Born in Usk (now called Monmouthshire), he was the eighth of nine children, born to Thomas Vere Wallace and Mary Anne Greenell. He grew up in modest circumstances in rural Wales, and then in Hertford, Hertfordshire, England. He was not very well taught, spending only 6 years at Hertford Grammar School, but his home has a wealth of books, maps and gardening activities, which Wallace capitalised on as his love for nature ensured.

His early career path saw him work with his older brother, William, in the surverying business, where two new acts had been sent through government and maps of farmlands, public lands and parishes were in demand. All the while of doing randoms jobs, he was self-taught, and read books on natural history, political economy and even read books published by Charles Darwin.

Natural Selection

Wallace liked to explore, and he spent a great deal of time outdoors while in his makeshift job roles as a surveyor. He travelled to Brazil in 1848 as a self-employed specimen collector. He spent four years collecting, mapping, drawing and writing in unexplored regions of the Amazon River basin. He collected all manner of wildlife, and although one shipment was recovered, most of Wallace's work was sunk in when the ship he returned home in burst into flames. He was able to rescue some of his notes.

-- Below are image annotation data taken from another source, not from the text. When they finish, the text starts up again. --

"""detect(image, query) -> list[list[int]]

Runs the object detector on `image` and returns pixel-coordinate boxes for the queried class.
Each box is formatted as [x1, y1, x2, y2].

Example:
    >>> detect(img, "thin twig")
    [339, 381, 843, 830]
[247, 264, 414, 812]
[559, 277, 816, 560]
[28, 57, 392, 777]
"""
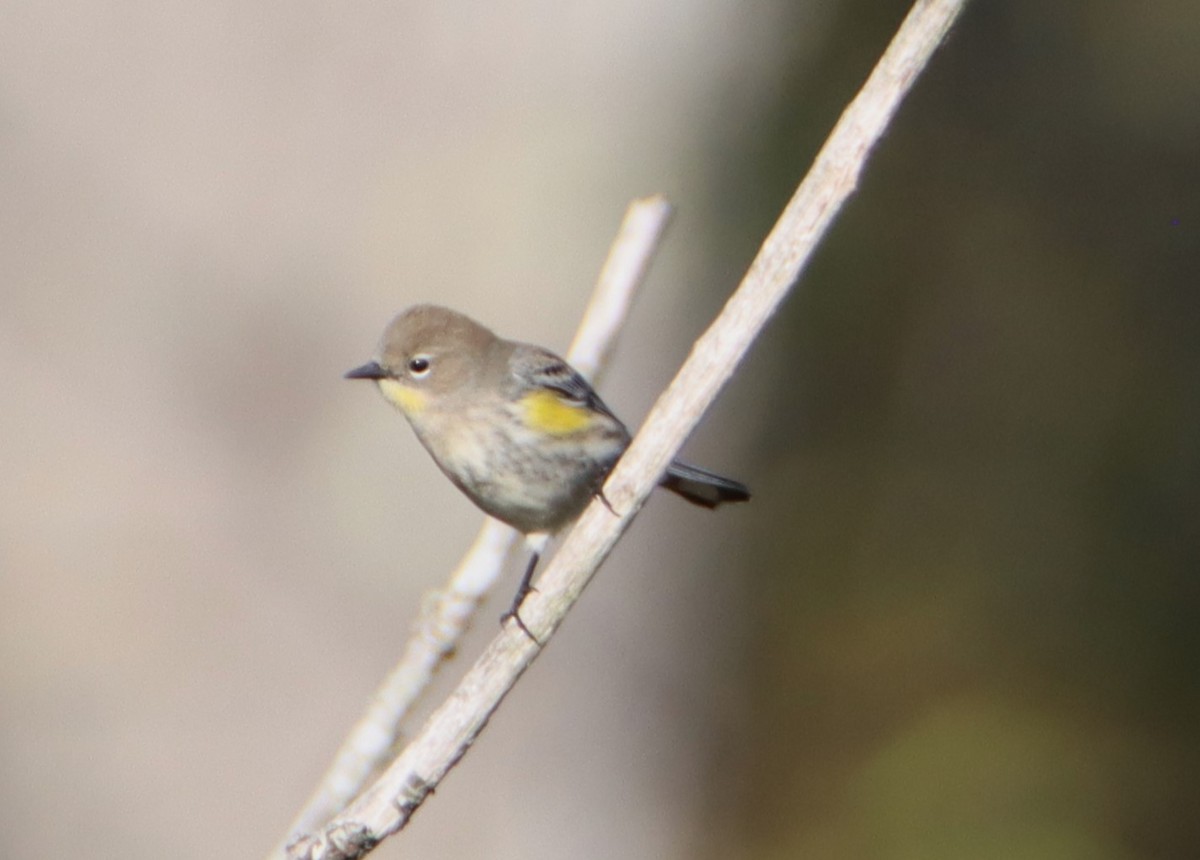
[290, 0, 966, 860]
[271, 196, 671, 858]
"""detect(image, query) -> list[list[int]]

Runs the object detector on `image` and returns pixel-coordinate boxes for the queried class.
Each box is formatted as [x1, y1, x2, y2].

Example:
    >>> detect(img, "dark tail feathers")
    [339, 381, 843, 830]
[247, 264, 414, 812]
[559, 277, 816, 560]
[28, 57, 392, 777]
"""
[659, 461, 750, 507]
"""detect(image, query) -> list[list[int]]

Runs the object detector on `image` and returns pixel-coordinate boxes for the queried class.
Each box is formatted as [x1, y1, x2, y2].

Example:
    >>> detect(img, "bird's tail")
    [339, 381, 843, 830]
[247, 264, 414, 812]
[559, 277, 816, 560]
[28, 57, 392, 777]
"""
[659, 461, 750, 507]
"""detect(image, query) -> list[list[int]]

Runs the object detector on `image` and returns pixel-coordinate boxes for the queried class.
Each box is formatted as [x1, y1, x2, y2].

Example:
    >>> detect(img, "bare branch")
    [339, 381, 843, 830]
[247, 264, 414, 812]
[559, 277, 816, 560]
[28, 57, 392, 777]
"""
[289, 0, 966, 860]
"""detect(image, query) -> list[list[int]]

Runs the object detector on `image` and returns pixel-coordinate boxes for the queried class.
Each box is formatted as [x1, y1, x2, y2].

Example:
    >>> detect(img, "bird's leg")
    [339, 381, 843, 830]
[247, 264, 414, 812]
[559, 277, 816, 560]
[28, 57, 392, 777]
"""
[500, 553, 541, 645]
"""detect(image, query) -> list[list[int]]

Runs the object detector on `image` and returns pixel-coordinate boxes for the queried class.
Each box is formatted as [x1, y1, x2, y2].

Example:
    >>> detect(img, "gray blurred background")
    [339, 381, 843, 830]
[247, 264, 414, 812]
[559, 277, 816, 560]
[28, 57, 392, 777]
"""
[0, 0, 1200, 860]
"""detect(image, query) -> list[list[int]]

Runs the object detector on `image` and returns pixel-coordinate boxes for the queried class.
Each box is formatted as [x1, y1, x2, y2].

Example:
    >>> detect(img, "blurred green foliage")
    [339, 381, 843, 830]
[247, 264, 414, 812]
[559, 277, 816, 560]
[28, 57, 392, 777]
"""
[709, 0, 1200, 859]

From those notes, he published several scientific articles, two books (Palm Trees of the Amazon and their Uses, and Narrative of Travels on the Amazon and Rio Negro - both in 1853). This won him acclaim with the Royal Geographical Society, and it funded his next expedition to the Malay Archipelago.

Malay Archipelago

It was on the Malay Archipelago that Wallace found his forté. He would find that there were differences between species across two different sets of islands. He later drew on a map a line that depicts this. This was in relation to studies by Charles Darwin, who coincidentally was finding the same over on the Galapagos islands. This was due to the theory of natural selection.

Between 1854 and 1862, Wallace spent time on the Malay Archipelago, where he collected specimens for research, writing scores of scientific articles. It was some of these articles that were later sent to the Linnean Society, where both Wallace's name and Darwin's name were published together on a paper called 'On the Tendency of Species to Form Varieties'.